Jonathan Phelan, the FSA's head of unauthorised business, adds:"These lists are nothing more than fraudsters' phone books and the people that use them are ruthless, calculated and will stop at nothing to steal your money. A call out of the blue is one of the hallmarks of investment scams, so if you ever get an unexpected call with promises of fantastic returns - you should be extremely skeptical."

The warnings

The first letters will arrive today. However, given the vast number of targets, the FSA is sending the warnings out in waves. In just over 19,000 cases, the list has an email address instead of a postal one, so targets will receive an email instead.

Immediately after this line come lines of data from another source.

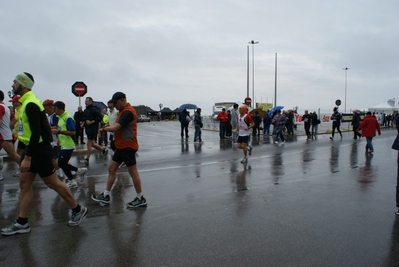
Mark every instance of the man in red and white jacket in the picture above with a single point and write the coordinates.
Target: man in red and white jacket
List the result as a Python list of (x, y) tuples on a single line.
[(369, 126)]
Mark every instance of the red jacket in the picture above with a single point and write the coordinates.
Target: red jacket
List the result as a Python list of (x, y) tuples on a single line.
[(222, 117), (368, 126)]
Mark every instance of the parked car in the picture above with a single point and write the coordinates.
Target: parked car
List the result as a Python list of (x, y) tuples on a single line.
[(143, 118)]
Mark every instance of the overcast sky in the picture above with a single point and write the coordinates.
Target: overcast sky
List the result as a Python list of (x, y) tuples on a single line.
[(174, 52)]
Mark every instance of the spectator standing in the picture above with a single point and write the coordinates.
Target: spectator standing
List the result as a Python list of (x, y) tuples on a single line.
[(355, 124), (197, 125), (368, 127), (290, 122), (245, 123), (35, 133), (184, 118), (307, 120), (315, 123), (267, 120), (336, 118), (228, 125), (257, 120), (279, 122), (78, 117), (222, 118), (92, 118), (126, 144)]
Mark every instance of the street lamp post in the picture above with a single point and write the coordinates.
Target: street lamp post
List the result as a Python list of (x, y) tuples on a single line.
[(346, 70), (253, 72)]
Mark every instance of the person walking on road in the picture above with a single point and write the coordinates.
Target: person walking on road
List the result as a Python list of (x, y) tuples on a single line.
[(184, 118), (307, 120), (267, 120), (66, 133), (126, 144), (257, 120), (78, 117), (92, 118), (222, 118), (197, 125), (34, 132), (315, 124), (48, 105), (112, 114), (368, 127), (279, 122), (355, 124), (234, 121), (336, 123), (245, 123), (6, 138)]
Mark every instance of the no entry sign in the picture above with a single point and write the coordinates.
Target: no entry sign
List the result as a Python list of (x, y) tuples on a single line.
[(79, 89)]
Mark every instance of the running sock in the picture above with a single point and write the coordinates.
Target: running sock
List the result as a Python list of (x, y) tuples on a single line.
[(22, 221)]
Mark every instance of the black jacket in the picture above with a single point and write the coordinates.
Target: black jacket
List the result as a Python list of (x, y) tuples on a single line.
[(91, 113)]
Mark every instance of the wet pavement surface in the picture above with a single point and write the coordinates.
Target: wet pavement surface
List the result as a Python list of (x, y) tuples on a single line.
[(307, 203)]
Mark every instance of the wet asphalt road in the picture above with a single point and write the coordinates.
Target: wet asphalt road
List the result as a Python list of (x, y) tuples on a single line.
[(308, 203)]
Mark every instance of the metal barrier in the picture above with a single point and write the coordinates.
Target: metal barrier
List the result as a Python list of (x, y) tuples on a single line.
[(209, 123)]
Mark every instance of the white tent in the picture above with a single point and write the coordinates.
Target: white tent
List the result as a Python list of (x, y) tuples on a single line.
[(383, 107)]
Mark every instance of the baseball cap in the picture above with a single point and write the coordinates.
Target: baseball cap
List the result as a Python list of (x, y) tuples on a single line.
[(48, 103), (60, 105), (15, 99), (117, 96)]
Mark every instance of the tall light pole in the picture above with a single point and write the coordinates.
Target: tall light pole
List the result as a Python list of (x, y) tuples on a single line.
[(346, 71), (253, 72)]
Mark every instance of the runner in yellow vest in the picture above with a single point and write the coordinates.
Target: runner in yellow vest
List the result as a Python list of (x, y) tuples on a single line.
[(34, 132)]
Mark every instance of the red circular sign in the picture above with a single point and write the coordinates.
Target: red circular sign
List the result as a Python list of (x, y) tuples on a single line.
[(248, 101), (79, 88)]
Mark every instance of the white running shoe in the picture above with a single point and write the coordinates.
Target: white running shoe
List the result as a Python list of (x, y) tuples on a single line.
[(72, 184), (81, 173)]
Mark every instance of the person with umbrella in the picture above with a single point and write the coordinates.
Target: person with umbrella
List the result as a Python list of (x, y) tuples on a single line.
[(92, 118), (355, 123), (184, 118), (222, 118), (245, 123)]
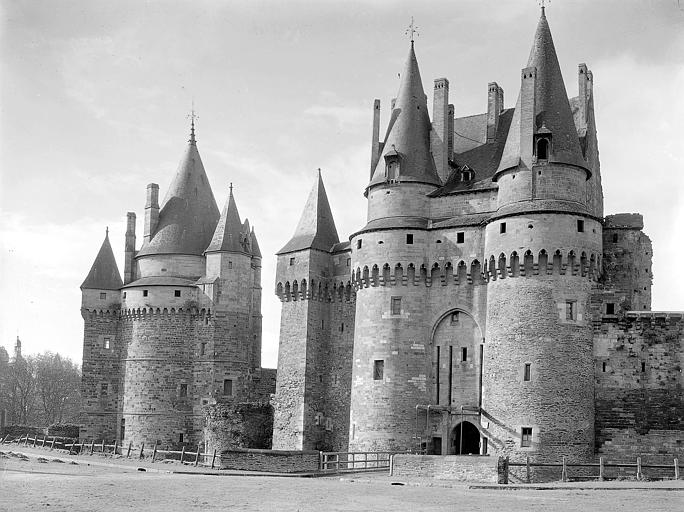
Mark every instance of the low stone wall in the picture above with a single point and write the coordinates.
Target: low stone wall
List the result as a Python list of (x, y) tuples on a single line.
[(464, 468), (278, 461)]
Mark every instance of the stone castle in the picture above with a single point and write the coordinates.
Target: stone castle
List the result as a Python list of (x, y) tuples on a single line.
[(487, 306), (183, 329)]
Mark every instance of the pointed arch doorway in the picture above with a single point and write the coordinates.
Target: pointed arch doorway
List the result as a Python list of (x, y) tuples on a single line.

If you receive a letter you may think you are safe. After-all the criminals who had your details have been stopped in their tracks. However, there are a couple of remaining risks. The first is that criminal scams can often rise from the ashes of another scam that is closed down by the FSA by individuals who evaded prosecution.

The second reason is that making it to one list often means you are automatically included on others. The criminal fraternity share the names of those considered vulnerable to scams, so they can help bleed them dry.

If you receive a letter or email, therefore, it means you may well continue to be targeted by scams.

What to do

The letter provides tips on how to spot a scam, avoid becoming a victim and what to do if you have already invested. Phelan says: "If you get a letter or email from the FSA over the next five or six weeks, please read it - it could you save you tens of thousands of pounds. If you have already been contacted by a firm offering you a 'once in lifetime' investment opportunity or have already invested, then tell us. The information you have could help us catch criminals and shut down their scams."

If you are contacted by a firm offering to buy or sell investments the FSA warns:
  • be especially wary if you are contacted out of the blue;
  • check the firm or individual's status on the FSA Register;
  • call the firm back on the switchboard number provided on the FSA Register to make sure that the call came from the legitimate authorised firm;
  • check the FSA's 'warning list' to see if the FSA has published a warning about the firm;
  • consider getting independent financial or professional advice;
  • remember that if it sounds to good to be true - it probably is; and
  • if in doubt - contact the FSA.

The new risk

The nature of this mailshot could also open a new risk to those on the list. There is a strong possibility that more criminal gangs will produce fake FSA emails and letters, in order to try to scam money out of victims. The FSA has emphasised that the real contact from the FSA will always come in letter or email form and "The FSA will not call them for further information and will never ask for money, bank account or personal details."